Center for Evidence Synthesis in Health, Brown University School of Public Health, Providence, USA.
Department of Health Services, Policy & Practice, Brown University School of Public Health, Providence, USA.
J Gen Intern Med. 2020 May;35(5):1396-1404. doi: 10.1007/s11606-020-05713-5. Epub 2020 Mar 19.
Observational analysis methods can be refined by benchmarking against randomized trials. We reviewed studies systematically comparing observational analyses using propensity score methods against randomized trials to explore whether intervention or outcome characteristics predict agreement between designs.
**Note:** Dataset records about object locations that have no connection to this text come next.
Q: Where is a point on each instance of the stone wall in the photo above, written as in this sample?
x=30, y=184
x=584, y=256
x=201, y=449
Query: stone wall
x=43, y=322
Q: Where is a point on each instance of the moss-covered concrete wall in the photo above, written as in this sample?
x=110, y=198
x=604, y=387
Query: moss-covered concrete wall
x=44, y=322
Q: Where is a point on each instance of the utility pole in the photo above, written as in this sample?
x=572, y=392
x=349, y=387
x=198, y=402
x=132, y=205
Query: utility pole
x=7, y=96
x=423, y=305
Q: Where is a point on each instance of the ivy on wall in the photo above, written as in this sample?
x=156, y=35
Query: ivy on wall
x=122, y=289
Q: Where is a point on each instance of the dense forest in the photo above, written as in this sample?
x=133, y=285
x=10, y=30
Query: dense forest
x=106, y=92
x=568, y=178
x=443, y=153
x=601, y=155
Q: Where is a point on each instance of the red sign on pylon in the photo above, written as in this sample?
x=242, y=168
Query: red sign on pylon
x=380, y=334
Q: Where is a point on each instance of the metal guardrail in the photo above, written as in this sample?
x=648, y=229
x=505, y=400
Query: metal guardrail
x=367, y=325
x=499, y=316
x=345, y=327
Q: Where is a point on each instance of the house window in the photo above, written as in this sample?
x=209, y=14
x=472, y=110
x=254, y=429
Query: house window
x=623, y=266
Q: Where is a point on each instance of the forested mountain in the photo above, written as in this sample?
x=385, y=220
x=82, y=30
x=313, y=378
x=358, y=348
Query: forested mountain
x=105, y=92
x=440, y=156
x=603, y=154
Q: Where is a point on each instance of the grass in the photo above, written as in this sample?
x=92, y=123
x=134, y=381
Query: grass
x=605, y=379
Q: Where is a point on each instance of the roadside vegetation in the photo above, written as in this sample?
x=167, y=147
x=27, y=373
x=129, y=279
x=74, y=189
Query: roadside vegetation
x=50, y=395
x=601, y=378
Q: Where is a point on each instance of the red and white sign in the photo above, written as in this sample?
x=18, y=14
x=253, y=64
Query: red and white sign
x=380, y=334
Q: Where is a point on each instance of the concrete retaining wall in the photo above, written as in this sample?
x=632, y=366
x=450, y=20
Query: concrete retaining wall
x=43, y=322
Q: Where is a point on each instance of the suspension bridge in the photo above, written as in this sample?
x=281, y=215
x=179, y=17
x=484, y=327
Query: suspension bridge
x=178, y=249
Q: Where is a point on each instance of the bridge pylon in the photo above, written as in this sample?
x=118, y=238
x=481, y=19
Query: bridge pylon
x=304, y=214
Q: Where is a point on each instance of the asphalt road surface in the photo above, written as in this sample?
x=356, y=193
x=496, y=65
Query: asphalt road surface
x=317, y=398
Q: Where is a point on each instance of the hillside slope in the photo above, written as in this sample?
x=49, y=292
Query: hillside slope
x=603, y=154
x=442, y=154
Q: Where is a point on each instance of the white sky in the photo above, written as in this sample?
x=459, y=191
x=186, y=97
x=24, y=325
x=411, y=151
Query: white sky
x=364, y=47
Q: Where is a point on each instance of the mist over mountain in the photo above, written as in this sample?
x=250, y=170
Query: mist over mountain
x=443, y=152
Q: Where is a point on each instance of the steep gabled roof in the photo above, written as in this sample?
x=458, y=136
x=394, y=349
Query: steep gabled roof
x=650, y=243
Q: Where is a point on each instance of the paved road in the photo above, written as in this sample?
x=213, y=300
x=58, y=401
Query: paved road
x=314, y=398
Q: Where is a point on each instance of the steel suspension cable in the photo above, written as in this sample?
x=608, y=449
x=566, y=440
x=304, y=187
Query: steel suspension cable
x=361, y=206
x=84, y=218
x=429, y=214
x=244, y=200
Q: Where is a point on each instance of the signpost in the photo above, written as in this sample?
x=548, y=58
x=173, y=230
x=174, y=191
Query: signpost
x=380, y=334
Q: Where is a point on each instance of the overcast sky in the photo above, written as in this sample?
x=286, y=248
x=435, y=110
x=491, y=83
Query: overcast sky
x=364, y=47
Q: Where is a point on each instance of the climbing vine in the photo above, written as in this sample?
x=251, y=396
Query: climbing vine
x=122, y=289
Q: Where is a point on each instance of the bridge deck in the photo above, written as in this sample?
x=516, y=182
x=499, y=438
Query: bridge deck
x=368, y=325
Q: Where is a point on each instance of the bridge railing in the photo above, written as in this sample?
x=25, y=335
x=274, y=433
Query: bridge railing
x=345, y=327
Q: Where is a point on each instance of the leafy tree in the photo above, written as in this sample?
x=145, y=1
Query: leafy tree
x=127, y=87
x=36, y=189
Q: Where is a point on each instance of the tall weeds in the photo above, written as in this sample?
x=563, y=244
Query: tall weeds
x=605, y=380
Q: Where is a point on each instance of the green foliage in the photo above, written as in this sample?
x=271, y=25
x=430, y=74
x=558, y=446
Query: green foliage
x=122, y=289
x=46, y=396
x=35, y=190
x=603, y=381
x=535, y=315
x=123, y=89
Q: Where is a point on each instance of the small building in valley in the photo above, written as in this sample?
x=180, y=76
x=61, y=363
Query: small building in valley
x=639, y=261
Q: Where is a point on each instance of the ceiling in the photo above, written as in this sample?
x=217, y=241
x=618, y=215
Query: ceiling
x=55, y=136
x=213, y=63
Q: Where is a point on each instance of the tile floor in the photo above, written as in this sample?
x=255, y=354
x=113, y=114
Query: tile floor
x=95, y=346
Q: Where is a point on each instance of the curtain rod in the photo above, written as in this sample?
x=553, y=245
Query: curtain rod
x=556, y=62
We searched PubMed (from January 1, 2000, to April 30, 2017), the AHRQ Scientific Resource Center Methods Library, reference lists, and bibliographies to identify systematic reviews that compared estimates from observational analyses using propensity scores against randomized trials across three or more clinical topics; reported extractable relative risk (RR) data; and were published in English. One reviewer extracted data from all eligible systematic reviews; a second reviewer verified the extracted data.
Six systematic reviews matching published observational studies to randomized trials, published between 2012 and 2016, met our inclusion criteria. The reviews reported on 127 comparisons overall, in cardiology (29 comparisons), surgery (49), critical care medicine and sepsis (46), nephrology (2), and oncology (1). Disagreements were large (relative RR < 0.7 or > 1.43) in 68 (54%) and statistically significant in 12 (9%) of the comparisons. The degree of agreement varied among reviews but was not strongly associated with intervention or outcome characteristics.
Disagreements between observational studies using propensity score methods and randomized trials can occur for many reasons and the available data cannot be used to discern the reasons behind specific disagreements. Better benchmarking of observational analyses using propensity scores (and other causal inference methods) is possible using observational studies that explicitly attempt to emulate target trials.
观察性分析方法可以通过与随机试验进行基准测试来进行改进。我们系统地回顾了比较使用倾向评分方法的观察性分析与随机试验的研究,以探讨干预或结局特征是否可以预测两种设计之间的一致性。
我们在 PubMed(从 2000 年 1 月 1 日至 2017 年 4 月 30 日)、AHRQ 科学资源中心方法库、参考文献列表和参考文献中进行了检索,以确定比较使用倾向评分的观察性分析与横跨三个或更多临床主题的随机试验的系统评价;报告可提取的相对风险(RR)数据;并用英文发表。一名评审员从所有符合条件的系统评价中提取数据;第二名评审员对提取的数据进行验证。
共有 6 项符合条件的系统评价,将发表的观察性研究与随机试验进行了匹配,发表时间在 2012 年至 2016 年之间,符合我们的纳入标准。这些综述共报告了 127 项比较,涉及心脏病学(29 项比较)、外科学(49 项)、重症监护医学和脓毒症(46 项)、肾脏病学(2 项)和肿瘤学(1 项)。在 127 项比较中,有 68 项(54%)差异较大(相对 RR<0.7 或>1.43),12 项(9%)差异有统计学意义。各综述之间的一致性程度不同,但与干预或结局特征没有很强的相关性。
使用倾向评分方法的观察性研究与随机试验之间可能会出现不一致,原因有很多,并且可用数据无法用于辨别特定不一致的原因。使用明确尝试模拟目标试验的观察性研究,可以更好地对使用倾向评分(和其他因果推理方法)的观察性分析进行基准测试。